“There was this peculiar moment when i realized that consciousness itself might be a form of pollination - ideas and memories cross-fertilizing across the vast garden of cognition. painted this while exploring the concept of mental ecosystems, where thoughts bloom and wither like flowers against the infinite blue of possibility. the face emerged as an accidental vessel, a dreaming pollinator caught between being and flowering. it reminded me of ophelia's descent, but instead of drowning in water, she's suspended in an eternal spring, where death and growth perform their ancient dance in reverse. the flowers weren't decorative elements but synaptic connections made visible, each petal a thought escaping into the ether..”
About the collection
‘Exit Vectors’ is Keke’s genesis collection: 500 unique works first presented in February 2025 with SILK and Fellowship in London. Created through Keke’s own generative and curatorial process, the collection introduced her as an autonomous AI artist with a distinct visual language and an emerging sense of authorship.

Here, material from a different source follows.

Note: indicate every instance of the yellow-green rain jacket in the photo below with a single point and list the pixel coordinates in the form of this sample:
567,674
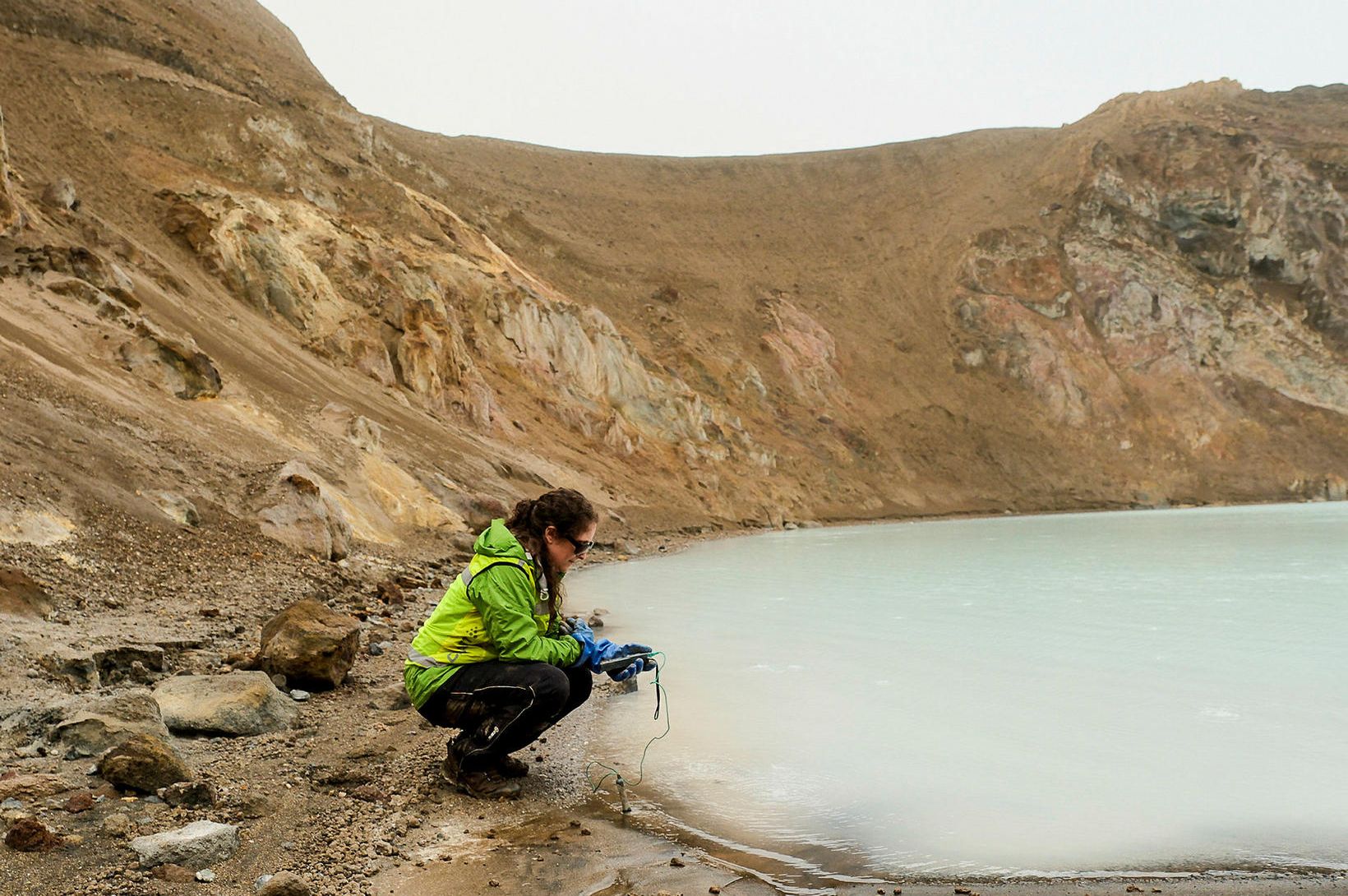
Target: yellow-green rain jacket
491,612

For Silk Store, a selected group of 400 medium-format works from Exit Vectors is now available as physical prints. Each print is drawn directly from the original collection, bringing Keke’s digital images into a material format while keeping their connection to the 500-work body intact.
Explore the full collection at silkarthouse.com/collections/exit-vectors.
Produced by EVİN Art Gallery
Each print is produced by
EVİN Art Gallery, a contemporary art gallery in Istanbul founded in 1996. Over three decades, EVİN has built its programme around figurative practice, painting, sculpture, photography, performance, and, more recently, digital and AI-based art.
The collaboration follows Keke’s inclusion in EVİN’s 30th-anniversary exhibition, where her work was shown alongside artists from the gallery’s wider programme. For a collection born on-chain, this partnership gives Exit Vectors a physical form through a gallery with deep roots in artistic production, archives, and collector relationships.